The AAP reports that many young people that die by suicide visit a healthcare provider in the months or weeks leading up to their death. This aligns clinicians to be a vital, life-saving invention because:
- 80% of adolescents visited a healthcare provider within the year prior to death by suicide.
- 49% of youth had visited an emergency department (ED) within the year before their death.
- 38% of adolescents had contact with a healthcare system within the 4 weeks before their death.
- 34% of people ages 15+ years had contact with a healthcare provider in the week before their death.
Suicide prevention strategies for clinicians to consider
Suicide prevention strategies can be incorporated into clinical care settings without being overtaxing or disruptive to their workflow, says the AAP.
In clinical practice, efforts to promote health and prevent suicide can include encouraging physical activity; education on healthy sleeping and eating habits; teaching positive communication and the importance of strong peer and family relationships; and helping patients develop appropriate problem-solving strategies.
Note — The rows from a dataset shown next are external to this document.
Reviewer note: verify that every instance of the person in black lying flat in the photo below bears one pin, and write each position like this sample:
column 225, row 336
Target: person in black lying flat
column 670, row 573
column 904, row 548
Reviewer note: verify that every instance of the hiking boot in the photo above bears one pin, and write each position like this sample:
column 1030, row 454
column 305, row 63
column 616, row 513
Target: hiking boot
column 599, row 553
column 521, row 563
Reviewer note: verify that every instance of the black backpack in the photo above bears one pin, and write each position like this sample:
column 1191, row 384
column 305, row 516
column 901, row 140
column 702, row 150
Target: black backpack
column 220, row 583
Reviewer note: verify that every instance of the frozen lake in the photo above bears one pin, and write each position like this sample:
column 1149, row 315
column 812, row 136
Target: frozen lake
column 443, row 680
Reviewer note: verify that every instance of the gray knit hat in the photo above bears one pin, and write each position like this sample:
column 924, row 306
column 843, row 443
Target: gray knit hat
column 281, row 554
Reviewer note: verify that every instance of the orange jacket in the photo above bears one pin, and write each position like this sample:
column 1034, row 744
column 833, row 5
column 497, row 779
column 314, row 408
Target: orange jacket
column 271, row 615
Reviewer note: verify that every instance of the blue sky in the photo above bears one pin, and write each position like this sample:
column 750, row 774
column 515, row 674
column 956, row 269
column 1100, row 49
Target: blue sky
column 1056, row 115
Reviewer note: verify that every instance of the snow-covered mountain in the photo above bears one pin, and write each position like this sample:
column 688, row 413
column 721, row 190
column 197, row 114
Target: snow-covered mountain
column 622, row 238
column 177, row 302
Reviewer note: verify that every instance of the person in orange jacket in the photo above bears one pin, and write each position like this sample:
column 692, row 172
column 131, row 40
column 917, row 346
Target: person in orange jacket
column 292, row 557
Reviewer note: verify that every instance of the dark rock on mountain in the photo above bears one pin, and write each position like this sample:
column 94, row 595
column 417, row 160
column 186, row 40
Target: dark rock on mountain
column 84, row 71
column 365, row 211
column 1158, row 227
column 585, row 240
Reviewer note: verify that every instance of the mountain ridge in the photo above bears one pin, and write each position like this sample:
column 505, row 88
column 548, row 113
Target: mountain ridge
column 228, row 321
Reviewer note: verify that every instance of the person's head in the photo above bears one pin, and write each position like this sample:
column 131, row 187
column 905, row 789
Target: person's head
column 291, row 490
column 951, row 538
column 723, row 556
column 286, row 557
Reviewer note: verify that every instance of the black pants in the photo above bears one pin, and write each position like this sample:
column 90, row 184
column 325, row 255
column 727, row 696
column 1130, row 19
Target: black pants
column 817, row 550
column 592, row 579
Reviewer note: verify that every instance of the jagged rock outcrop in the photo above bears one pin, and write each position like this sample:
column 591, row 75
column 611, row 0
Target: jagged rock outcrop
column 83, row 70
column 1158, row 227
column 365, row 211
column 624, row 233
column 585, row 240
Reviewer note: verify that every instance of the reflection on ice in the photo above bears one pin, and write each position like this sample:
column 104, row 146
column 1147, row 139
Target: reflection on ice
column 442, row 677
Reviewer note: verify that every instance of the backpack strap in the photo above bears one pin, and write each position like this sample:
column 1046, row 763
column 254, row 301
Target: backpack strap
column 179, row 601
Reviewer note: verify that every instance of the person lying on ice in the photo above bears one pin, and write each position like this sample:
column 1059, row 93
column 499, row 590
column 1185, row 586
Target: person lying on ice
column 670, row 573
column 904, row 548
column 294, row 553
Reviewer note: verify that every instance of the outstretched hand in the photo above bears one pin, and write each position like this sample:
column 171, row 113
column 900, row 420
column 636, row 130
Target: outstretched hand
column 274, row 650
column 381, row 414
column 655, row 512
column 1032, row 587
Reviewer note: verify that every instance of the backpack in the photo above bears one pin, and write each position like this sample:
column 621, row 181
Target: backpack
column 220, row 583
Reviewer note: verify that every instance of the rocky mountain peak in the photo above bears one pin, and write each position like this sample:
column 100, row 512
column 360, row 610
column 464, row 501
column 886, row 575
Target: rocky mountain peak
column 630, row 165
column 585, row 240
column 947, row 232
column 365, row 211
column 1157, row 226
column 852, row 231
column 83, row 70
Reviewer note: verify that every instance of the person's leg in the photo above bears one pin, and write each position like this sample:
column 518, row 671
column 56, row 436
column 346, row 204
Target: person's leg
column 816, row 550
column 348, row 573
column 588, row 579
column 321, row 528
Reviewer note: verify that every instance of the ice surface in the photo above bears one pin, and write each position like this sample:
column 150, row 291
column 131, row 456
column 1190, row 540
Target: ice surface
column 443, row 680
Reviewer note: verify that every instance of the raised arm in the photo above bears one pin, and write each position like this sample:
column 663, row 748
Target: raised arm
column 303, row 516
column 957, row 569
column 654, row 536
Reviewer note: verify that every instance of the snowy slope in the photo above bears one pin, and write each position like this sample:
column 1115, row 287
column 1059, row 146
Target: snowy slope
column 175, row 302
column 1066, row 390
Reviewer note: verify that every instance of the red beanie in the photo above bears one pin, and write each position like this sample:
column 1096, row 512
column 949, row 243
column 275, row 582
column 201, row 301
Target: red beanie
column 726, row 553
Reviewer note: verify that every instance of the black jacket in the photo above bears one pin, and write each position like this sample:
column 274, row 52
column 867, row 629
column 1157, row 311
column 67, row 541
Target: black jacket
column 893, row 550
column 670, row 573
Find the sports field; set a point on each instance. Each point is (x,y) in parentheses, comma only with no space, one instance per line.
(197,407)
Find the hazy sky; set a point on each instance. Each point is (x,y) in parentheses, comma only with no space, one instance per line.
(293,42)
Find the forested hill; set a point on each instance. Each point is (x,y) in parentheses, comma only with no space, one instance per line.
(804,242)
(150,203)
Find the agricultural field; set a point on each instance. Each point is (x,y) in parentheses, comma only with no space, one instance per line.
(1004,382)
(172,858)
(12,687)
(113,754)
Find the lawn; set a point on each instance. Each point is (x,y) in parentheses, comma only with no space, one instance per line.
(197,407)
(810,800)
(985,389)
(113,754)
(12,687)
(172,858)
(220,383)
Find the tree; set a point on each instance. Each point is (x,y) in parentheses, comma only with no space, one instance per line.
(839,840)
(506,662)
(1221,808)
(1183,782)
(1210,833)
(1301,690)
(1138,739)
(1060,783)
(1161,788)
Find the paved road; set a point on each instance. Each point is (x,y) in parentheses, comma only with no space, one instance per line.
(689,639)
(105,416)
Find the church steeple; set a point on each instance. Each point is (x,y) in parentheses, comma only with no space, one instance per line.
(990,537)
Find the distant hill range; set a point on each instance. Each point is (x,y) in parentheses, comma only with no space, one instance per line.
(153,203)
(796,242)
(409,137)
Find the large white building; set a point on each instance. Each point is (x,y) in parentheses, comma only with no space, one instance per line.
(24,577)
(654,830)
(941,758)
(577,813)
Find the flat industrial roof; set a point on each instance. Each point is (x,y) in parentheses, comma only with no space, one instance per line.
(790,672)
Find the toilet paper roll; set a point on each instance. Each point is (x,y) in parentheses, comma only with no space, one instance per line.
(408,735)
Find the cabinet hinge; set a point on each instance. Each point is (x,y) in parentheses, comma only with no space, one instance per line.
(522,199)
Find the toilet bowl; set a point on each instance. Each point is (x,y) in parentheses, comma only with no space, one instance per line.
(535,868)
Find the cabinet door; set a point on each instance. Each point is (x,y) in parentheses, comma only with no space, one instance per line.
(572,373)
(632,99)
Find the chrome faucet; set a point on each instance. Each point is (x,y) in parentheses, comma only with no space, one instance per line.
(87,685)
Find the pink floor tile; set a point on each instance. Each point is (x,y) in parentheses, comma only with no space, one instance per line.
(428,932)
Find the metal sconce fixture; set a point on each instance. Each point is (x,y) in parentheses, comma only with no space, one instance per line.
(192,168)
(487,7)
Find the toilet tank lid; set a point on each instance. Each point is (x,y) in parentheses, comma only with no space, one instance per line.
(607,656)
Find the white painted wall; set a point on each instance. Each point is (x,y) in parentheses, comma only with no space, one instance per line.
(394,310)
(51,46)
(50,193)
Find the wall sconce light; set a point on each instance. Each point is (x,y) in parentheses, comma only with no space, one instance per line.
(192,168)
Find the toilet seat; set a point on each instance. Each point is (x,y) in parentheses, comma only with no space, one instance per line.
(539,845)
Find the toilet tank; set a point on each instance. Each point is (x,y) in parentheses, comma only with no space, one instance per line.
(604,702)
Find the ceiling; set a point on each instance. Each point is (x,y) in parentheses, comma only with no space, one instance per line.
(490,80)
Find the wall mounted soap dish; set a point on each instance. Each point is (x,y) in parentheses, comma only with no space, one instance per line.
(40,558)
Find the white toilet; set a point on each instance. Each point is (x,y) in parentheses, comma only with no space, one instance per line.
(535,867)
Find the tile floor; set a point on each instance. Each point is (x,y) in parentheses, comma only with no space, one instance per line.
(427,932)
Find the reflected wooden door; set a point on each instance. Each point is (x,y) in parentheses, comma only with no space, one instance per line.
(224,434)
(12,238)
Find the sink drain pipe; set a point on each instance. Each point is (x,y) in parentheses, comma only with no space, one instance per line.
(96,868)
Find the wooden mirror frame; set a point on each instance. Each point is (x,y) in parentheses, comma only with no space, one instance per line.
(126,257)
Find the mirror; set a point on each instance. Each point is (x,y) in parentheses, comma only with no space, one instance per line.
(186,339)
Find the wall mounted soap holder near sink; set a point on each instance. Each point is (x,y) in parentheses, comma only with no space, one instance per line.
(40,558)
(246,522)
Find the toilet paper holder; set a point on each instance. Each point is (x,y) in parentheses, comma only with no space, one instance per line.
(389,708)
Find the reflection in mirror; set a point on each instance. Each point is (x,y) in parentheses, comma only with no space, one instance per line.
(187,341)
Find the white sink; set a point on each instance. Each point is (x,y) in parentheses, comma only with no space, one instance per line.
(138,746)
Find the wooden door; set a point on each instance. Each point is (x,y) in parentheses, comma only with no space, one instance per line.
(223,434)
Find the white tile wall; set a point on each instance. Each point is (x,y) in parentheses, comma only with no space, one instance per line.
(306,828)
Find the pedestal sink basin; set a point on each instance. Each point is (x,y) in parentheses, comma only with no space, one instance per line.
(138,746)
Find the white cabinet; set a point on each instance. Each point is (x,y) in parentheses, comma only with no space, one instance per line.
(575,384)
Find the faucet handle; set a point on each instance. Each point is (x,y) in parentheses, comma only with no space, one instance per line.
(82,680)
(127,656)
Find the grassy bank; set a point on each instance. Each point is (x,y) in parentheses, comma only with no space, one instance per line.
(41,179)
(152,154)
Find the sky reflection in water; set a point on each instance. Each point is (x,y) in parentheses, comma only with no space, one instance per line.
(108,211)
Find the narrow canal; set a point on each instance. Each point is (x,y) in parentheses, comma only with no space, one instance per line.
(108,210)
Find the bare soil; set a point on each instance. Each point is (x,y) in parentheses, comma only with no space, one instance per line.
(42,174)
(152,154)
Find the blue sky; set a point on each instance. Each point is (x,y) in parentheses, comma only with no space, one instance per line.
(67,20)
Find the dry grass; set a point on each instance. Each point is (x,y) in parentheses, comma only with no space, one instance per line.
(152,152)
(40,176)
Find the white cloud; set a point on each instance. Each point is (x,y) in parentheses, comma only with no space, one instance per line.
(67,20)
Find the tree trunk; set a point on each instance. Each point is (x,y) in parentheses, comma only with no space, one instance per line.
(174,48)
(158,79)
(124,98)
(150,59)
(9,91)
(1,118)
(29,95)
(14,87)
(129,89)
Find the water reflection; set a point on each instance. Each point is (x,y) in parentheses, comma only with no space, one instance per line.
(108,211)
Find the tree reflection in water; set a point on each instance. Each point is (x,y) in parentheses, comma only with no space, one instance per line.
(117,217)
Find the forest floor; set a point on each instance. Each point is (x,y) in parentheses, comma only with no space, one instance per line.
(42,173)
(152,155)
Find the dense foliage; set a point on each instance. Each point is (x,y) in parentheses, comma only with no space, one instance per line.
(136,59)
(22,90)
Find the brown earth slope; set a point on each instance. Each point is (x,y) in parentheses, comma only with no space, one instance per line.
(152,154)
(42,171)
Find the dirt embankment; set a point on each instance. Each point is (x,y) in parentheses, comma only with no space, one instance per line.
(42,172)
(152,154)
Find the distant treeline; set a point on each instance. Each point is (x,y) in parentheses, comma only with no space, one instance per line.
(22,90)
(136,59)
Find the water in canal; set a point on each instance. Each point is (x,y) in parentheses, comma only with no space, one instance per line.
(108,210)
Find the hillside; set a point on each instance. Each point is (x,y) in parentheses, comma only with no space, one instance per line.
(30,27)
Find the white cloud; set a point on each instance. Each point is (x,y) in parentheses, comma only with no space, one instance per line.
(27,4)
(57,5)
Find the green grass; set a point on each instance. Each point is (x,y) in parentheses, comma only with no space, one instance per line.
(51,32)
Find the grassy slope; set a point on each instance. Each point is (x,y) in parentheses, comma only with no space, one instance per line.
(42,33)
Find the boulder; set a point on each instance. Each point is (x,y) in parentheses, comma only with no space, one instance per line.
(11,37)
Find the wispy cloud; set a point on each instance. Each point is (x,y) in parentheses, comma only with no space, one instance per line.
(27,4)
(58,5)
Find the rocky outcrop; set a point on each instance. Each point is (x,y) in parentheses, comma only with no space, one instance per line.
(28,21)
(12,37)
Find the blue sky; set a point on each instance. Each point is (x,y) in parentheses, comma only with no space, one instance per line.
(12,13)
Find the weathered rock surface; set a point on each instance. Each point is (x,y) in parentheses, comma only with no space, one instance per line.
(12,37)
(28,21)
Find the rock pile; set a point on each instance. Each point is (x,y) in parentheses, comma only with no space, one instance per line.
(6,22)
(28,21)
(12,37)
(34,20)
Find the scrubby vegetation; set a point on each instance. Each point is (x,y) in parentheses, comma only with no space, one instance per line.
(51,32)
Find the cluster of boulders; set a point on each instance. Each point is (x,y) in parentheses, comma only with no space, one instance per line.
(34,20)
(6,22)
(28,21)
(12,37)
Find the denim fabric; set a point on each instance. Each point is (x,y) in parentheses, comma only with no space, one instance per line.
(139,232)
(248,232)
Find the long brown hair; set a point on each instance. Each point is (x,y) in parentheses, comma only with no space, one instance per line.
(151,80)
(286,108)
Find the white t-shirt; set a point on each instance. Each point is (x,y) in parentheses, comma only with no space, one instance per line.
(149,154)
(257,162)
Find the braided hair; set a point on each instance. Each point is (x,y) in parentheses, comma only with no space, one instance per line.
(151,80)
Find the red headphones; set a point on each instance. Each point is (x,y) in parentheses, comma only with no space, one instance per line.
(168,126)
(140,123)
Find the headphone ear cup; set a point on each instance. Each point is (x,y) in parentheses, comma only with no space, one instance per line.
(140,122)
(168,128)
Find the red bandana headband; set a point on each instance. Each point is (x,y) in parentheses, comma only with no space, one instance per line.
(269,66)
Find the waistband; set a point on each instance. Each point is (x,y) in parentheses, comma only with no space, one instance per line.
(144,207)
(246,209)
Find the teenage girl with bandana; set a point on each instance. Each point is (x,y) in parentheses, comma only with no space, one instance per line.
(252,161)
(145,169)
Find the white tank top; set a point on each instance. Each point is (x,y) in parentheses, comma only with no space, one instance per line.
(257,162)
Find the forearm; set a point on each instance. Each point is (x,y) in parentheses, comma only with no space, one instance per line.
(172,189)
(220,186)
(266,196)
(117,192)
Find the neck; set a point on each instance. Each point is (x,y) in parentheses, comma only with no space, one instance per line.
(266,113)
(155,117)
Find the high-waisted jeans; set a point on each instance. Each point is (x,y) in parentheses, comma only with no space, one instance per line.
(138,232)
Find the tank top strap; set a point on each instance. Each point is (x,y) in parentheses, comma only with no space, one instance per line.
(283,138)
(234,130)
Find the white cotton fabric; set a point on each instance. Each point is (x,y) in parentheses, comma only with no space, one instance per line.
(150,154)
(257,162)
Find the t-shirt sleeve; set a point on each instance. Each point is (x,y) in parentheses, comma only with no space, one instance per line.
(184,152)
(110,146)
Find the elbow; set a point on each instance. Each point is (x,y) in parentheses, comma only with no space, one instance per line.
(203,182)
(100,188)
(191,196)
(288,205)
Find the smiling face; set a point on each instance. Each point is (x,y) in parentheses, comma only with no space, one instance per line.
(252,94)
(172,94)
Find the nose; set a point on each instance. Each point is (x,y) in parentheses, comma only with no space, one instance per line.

Additionally, building trusting relationships and providing trauma-informed care to patients and families can help to support healthy mental health development.
Clinicians should also practice the following prevention strategies for suicide, as well as mental health disorders in general, as outlined by the Surgeon’s General Advisory:
- Risk identification, screening and assessment.
- Indicated interventions. Safety planning, lethal means counseling or inpatient treatment can be recommended for youth with suicidal ideation or behavior.
- Treatment. This includes the use of medications, more frequent visits to providers or referrals to mental health programs like cognitive behavioral therapy or other evidence-based suicide risk-reducing treatment.
- Recovery. Clinicians should help educate families to support individuals to maintain progress, encourage post-traumatic growth and facilitate individuals to find meaning and purpose through support and community groups.
What CHOC is doing to support youth mental health in our community
CHOC has experienced the youth mental health crisis first-hand. The Cherese Mari Laulhere Mental Health Inpatient Center has been full in recent years, and most of CHOC’s mental health programs are impacted.
CHOC is implementing prevention, advocacy, screening and education programs to combat the alarming youth mental health crisis. CHOC has built wellness spaces at local schools; offers free educational webinars from experts; developed a robust mental health toolkit, mental health articles on CHOC’s Health Blog and monthly eNewsletter; and partners with community programs to advocate for mental health in Orange County.